I readily admit to being FAR from an expert. I have a very close friend who is the faculty sponsor for a HS PRISM group. She is only one person (and heterosexual at that). But her impression is that very few of the nonbinary/transgendered/fluid students she has encountered over the years are truly demonstrating mindsets/behaviors that will be lifelong.

That isn’t to say we oughtn’t tolerate/encourage considerable exploration among youth, and show compassion to those who do not conform. But I also think it is appropriate to have some boundaries, and let the kids realize that they are free to not conform to societal norms, but shouldn’t expect the bulk of society to celebrate your nonconformity - or to conform themselves to make you happy/comfortable.

Hell, my kids are at least as hardcore non theists as I am. But from a very early age, we taught them that they have to decide when/where to express their lack of belief, and to not be surprised at the reactions they receive. So long as they have places in which their unconventional beliefs/behaviors are tolerated and celebrated, part of growing up is realizing the world really doesn’t give a damn about what a special flower you are.

Yes, they’re different situations. The point is that many people who are not typical know it from early childhood.

It’s just an extra data point. If people can accept that gay folk know that they’re gay early on, then people ought to be able to accept that transpeople know that they’re trans even as children.

People should be called what they want to be called. Official records are one thing, but in day-to-day personal interactions, you really can’t go wrong following that rule.

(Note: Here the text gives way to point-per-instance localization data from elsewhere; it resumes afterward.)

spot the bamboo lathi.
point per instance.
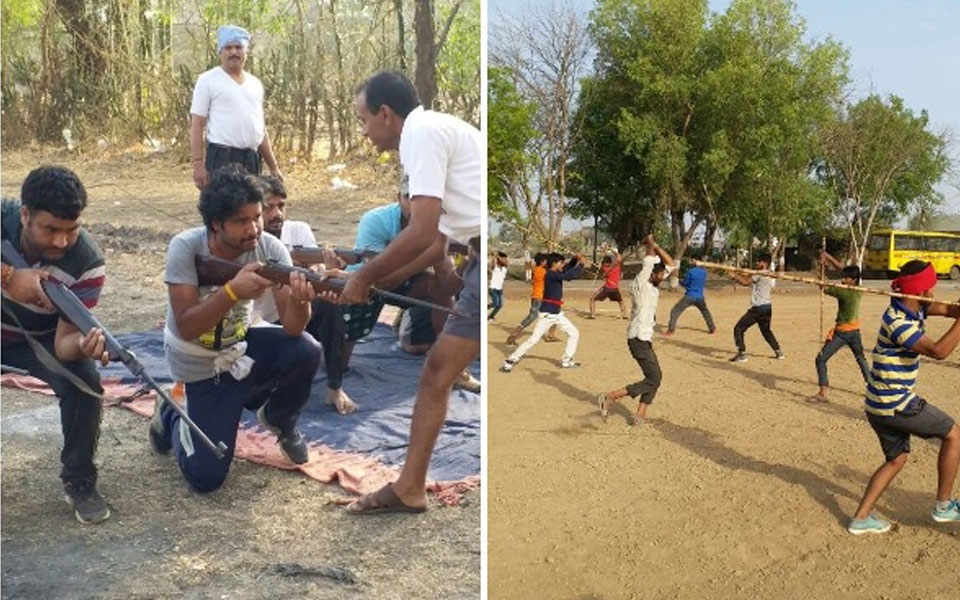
(810, 280)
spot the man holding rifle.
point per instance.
(225, 365)
(44, 227)
(443, 158)
(326, 323)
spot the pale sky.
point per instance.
(905, 47)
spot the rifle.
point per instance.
(212, 270)
(314, 256)
(72, 309)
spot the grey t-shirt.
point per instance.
(762, 286)
(183, 250)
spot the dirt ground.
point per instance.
(164, 541)
(737, 486)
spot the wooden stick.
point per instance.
(823, 277)
(786, 277)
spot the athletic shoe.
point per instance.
(602, 403)
(292, 443)
(87, 503)
(159, 436)
(950, 514)
(869, 525)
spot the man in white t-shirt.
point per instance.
(326, 320)
(657, 265)
(444, 160)
(760, 311)
(228, 102)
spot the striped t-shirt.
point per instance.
(895, 364)
(82, 269)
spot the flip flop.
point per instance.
(602, 402)
(384, 500)
(343, 404)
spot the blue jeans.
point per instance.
(496, 302)
(280, 379)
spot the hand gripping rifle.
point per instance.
(314, 256)
(212, 270)
(73, 310)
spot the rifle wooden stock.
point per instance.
(351, 256)
(212, 270)
(72, 309)
(785, 277)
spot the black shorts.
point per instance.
(609, 293)
(919, 418)
(416, 327)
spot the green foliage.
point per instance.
(881, 162)
(126, 70)
(606, 179)
(458, 66)
(509, 132)
(718, 112)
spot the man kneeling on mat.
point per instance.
(225, 365)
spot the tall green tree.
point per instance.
(720, 112)
(880, 157)
(510, 167)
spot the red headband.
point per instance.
(917, 283)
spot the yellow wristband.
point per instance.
(230, 293)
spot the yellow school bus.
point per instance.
(888, 250)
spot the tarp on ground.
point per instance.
(362, 449)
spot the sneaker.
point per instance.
(869, 525)
(950, 514)
(159, 436)
(467, 382)
(292, 443)
(602, 403)
(87, 503)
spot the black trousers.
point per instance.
(643, 353)
(759, 315)
(221, 156)
(841, 339)
(327, 326)
(80, 412)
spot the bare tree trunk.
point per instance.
(401, 40)
(425, 79)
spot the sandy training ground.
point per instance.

(Pause for Dopers to come up with ridiculous hypotheticals… “What if someone insists that you call him “Get on the floor, I have a gun!” and it must be pronounced at the top of your lungs?”)

It amazes me that there are people who think that recognizing this simple principle will lead to abuses like teachers being fired for forgetting that one of their 200 students changed their pronouns last weekend.

Why does it matter that it’s the teacher? The teacher is claiming that the school policy (which regulates the teacher’s behavior) violates her religious freedoms. She’s not arguing (at least per the article the OP) that the school’s toleration of student’s gender identity/expression violates her freedoms, but that the requiring her to address them in a certain way does.

Without commenting on the merits of any claim, the proper analogy is a teacher suing a school, that has a “no headwear for staff” policy, because he wants to wear a dastar or a colander. Win or lose, comparable or not, these are not unfamiliar issues.

If I’m a married lady and I want people to now call me Mrs. Jones instead of Ms. Smith as I was before, why is it a bigger problem to call me Janice instead of Jerome? (Obviously getting married is quite different than transitioning, but the amount of “disruption” for other people would seem to be the same.)